Our goal is to collaborate with local biologists and agencies to assist with the detection of these ants at certain locations where they are at low density and are deemed feasible to eradicate.
Where: Hawai‘i and Pacific Islands
ROSY WOLFSNAIL (Euglandina Rosea)
This volunteer pilot project was cancelled due to our determination that dogs are not effective tools in detecting these snails by scent. Read Working Dogs for Conservation’s report from their 2009-2010 feasiblilty project, which reflected similar findings.
What: According to the Global Invasive Species Database (issg.org), Euglandina rosea is considered one of the world’s 100 worst invaders. The presence of Euglandina rosea has been strongly linked to the extinction and decline of numerous snail species in every area where it has been introduced. Due to its voracious and predaceous appetite the rosy wolfsnail is a fierce invasive gastropod that can severely threaten native gastropods. They consume smaller gastropods such as the native Hawaiian snails (Pūpū kuahiwi) which dubs them the “the cannibal snail.”
Why: To support the population growth of native Hawaiian tree snails by preventing the cannibal snails from predating on them. Native snails (Pūpū kuahiwi) evolved here in Hawaii and are found nowhere else in the world. These unique snails don’t even eat plants. They eat algae that grow on the leaves of trees. Pūpū kuahiwi take about five years to reach maturity, whereupon they produce one to seven live offspring a year.
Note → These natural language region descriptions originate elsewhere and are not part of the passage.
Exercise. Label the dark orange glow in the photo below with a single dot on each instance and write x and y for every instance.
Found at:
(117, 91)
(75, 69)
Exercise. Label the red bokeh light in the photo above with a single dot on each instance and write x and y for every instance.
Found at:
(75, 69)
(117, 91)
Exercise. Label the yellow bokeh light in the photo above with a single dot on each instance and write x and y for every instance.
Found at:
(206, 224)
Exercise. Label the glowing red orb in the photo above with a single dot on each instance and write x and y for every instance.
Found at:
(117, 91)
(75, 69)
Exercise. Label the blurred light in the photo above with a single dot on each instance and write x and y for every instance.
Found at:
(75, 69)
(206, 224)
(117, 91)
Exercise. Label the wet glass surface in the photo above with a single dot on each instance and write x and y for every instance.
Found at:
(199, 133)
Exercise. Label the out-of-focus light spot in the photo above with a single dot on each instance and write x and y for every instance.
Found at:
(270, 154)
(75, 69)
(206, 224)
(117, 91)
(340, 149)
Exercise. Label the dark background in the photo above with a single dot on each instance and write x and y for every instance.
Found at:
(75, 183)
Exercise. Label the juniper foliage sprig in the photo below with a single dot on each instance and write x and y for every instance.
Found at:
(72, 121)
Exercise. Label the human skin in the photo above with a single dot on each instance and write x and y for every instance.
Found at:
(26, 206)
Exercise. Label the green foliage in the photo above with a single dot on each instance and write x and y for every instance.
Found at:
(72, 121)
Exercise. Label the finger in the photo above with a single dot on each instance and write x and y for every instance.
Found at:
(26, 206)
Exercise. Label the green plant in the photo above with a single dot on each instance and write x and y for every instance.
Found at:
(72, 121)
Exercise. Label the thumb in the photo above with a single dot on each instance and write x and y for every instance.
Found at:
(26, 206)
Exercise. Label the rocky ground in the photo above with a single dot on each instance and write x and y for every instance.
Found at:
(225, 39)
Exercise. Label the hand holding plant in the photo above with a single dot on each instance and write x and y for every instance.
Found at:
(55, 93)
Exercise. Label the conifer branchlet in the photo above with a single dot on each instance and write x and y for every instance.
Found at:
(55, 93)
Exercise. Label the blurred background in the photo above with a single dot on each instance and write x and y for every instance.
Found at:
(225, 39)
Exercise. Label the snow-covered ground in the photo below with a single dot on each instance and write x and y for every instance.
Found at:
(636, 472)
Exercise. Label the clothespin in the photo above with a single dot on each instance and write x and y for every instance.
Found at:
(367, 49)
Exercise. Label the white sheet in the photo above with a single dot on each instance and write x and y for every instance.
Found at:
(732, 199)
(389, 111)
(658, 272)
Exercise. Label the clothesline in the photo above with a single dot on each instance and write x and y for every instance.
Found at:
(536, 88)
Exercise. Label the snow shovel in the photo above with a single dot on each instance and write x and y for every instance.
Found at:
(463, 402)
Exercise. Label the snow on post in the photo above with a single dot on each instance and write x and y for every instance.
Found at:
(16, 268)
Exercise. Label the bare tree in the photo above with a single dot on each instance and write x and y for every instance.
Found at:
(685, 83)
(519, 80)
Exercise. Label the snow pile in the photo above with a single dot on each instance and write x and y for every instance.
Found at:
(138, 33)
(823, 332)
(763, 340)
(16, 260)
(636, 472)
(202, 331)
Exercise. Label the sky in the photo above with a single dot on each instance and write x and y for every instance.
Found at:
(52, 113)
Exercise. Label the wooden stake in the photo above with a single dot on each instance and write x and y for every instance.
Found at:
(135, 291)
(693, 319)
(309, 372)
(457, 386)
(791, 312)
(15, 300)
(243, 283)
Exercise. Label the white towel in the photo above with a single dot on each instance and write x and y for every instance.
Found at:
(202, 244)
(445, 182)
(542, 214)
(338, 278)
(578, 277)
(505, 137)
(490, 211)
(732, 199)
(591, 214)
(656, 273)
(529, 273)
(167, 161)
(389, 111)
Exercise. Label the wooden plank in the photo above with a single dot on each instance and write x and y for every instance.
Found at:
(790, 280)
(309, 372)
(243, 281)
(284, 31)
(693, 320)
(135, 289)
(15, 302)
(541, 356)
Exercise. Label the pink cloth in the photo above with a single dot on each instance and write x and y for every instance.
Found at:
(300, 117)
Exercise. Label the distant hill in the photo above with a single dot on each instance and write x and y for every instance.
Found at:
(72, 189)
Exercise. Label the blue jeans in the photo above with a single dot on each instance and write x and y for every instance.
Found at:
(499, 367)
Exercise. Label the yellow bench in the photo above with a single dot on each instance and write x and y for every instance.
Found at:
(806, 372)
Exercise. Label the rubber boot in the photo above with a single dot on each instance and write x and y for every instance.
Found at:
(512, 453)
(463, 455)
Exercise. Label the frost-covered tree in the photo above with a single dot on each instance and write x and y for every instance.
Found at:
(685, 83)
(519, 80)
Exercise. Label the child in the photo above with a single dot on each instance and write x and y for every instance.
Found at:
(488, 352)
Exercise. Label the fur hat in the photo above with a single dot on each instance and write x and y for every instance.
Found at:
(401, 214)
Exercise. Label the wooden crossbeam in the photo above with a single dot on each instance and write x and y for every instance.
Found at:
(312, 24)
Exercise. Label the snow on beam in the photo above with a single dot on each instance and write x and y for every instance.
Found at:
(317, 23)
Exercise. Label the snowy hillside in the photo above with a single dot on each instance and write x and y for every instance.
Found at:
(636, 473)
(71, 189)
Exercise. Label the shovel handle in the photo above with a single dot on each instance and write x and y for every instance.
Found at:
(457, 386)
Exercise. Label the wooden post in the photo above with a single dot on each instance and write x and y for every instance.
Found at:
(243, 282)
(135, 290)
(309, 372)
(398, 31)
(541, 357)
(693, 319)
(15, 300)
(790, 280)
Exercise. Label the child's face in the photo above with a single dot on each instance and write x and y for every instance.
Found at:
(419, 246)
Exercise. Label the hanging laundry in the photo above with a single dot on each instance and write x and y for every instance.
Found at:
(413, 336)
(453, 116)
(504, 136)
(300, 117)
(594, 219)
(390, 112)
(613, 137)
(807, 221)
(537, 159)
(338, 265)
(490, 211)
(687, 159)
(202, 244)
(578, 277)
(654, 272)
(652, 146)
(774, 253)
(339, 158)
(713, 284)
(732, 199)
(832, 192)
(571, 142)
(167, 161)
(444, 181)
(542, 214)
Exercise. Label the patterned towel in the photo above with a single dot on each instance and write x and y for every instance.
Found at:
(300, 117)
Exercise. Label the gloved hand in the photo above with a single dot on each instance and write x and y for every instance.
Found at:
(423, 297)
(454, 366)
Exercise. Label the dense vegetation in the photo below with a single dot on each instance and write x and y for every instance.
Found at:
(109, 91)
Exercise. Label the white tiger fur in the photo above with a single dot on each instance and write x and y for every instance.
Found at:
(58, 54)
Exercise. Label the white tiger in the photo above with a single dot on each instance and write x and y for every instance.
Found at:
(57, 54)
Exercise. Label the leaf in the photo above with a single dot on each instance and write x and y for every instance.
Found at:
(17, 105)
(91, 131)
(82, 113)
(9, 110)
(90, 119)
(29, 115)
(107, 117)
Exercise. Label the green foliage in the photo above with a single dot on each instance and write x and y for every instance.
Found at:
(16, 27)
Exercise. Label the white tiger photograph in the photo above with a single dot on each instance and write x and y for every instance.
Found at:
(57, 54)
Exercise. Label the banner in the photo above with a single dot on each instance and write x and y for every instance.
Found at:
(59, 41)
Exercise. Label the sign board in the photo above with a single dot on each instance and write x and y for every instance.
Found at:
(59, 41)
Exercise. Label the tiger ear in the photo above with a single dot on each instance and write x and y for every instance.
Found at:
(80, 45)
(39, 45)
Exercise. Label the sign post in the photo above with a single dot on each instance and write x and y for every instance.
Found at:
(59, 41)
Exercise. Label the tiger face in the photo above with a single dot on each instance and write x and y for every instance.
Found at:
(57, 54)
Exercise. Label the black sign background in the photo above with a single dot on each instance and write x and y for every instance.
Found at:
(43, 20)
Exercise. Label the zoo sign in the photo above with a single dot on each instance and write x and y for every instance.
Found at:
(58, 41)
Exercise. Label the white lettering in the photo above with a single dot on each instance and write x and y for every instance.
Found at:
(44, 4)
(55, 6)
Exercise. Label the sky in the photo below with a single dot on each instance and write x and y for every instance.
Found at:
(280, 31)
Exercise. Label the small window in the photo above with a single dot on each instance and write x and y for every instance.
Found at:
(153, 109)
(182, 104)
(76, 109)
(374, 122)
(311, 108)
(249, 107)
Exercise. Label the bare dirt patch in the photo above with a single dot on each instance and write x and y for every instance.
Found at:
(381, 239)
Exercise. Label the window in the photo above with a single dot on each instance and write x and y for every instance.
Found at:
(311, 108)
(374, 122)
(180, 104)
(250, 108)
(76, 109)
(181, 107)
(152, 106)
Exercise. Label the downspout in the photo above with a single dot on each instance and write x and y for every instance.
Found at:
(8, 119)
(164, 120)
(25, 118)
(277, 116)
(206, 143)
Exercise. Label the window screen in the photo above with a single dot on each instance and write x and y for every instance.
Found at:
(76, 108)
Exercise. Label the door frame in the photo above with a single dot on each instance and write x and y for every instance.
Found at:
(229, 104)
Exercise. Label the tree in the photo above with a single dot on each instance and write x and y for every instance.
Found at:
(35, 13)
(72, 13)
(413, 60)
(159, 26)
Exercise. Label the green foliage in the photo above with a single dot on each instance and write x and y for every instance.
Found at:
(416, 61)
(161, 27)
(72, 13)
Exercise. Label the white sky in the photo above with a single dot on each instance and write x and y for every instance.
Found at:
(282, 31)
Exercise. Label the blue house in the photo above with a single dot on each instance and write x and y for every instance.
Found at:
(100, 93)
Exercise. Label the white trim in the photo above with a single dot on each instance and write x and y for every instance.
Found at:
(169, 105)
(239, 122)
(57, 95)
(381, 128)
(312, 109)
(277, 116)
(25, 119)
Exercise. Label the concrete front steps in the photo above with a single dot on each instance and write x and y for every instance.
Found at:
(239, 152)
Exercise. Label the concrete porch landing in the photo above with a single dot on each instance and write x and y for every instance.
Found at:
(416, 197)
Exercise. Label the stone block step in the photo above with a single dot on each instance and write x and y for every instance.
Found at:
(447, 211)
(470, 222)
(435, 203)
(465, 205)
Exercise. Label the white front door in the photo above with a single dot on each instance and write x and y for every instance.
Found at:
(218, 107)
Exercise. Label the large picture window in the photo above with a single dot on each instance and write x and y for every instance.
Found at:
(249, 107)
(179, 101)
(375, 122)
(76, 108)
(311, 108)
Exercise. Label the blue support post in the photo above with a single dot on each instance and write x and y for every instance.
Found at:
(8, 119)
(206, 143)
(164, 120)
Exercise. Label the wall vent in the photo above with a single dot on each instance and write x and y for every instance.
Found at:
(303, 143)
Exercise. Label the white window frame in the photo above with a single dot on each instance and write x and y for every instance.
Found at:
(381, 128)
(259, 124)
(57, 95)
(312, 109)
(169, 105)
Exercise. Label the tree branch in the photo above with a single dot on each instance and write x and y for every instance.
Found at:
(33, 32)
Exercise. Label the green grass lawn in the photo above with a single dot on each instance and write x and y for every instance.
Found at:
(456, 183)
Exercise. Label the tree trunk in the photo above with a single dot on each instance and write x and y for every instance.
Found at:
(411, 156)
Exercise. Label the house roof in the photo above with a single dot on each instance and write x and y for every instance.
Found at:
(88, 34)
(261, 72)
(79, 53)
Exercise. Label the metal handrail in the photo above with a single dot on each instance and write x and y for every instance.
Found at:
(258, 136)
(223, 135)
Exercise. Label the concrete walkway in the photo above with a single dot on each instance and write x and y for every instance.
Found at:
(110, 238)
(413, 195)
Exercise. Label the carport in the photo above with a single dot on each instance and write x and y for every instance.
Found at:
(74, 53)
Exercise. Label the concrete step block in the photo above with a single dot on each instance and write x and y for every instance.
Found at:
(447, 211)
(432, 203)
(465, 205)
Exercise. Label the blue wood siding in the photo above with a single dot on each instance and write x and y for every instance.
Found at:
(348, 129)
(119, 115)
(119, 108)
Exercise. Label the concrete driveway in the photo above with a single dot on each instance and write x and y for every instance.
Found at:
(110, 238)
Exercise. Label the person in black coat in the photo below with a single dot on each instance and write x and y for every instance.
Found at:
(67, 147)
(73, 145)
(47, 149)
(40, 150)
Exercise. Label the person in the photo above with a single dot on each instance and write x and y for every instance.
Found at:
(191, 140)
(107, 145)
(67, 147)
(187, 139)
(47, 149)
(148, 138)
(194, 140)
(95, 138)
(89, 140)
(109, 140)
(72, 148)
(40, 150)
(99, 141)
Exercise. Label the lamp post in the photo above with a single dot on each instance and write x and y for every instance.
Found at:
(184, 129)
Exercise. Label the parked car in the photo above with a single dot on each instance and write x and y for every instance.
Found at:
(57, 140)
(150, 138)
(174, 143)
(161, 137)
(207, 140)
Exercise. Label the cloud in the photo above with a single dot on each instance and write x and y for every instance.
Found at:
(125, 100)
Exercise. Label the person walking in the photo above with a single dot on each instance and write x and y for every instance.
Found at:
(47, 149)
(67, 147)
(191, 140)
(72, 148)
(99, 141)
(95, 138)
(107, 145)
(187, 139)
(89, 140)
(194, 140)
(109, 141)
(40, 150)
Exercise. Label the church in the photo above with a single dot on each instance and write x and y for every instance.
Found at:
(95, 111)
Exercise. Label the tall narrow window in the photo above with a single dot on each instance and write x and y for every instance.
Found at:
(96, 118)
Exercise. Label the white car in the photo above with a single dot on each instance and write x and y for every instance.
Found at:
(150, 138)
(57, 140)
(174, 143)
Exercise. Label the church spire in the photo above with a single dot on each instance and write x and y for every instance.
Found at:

They also tend to live on or beneath a single tree, which heightens their vulnerability to predation and habitat change.
In contrast, the rosy wolfsnails feed exclusively on other mollusks and reach maturity in one year. The rosy wolfsnail lays 25 to 45 eggs annually and is highly mobile and quick, thereby vastly outstripping the reproductive rate and range of the Pūpū kuahiwi.
Read more about the endangered Hawaiian snails and the challenges they face in this article.
Where: While rosy wolfsnails may be found throughout the islands, the target areas include the predator exclosures that provide habitat for the endangered Hawaiian tree snails.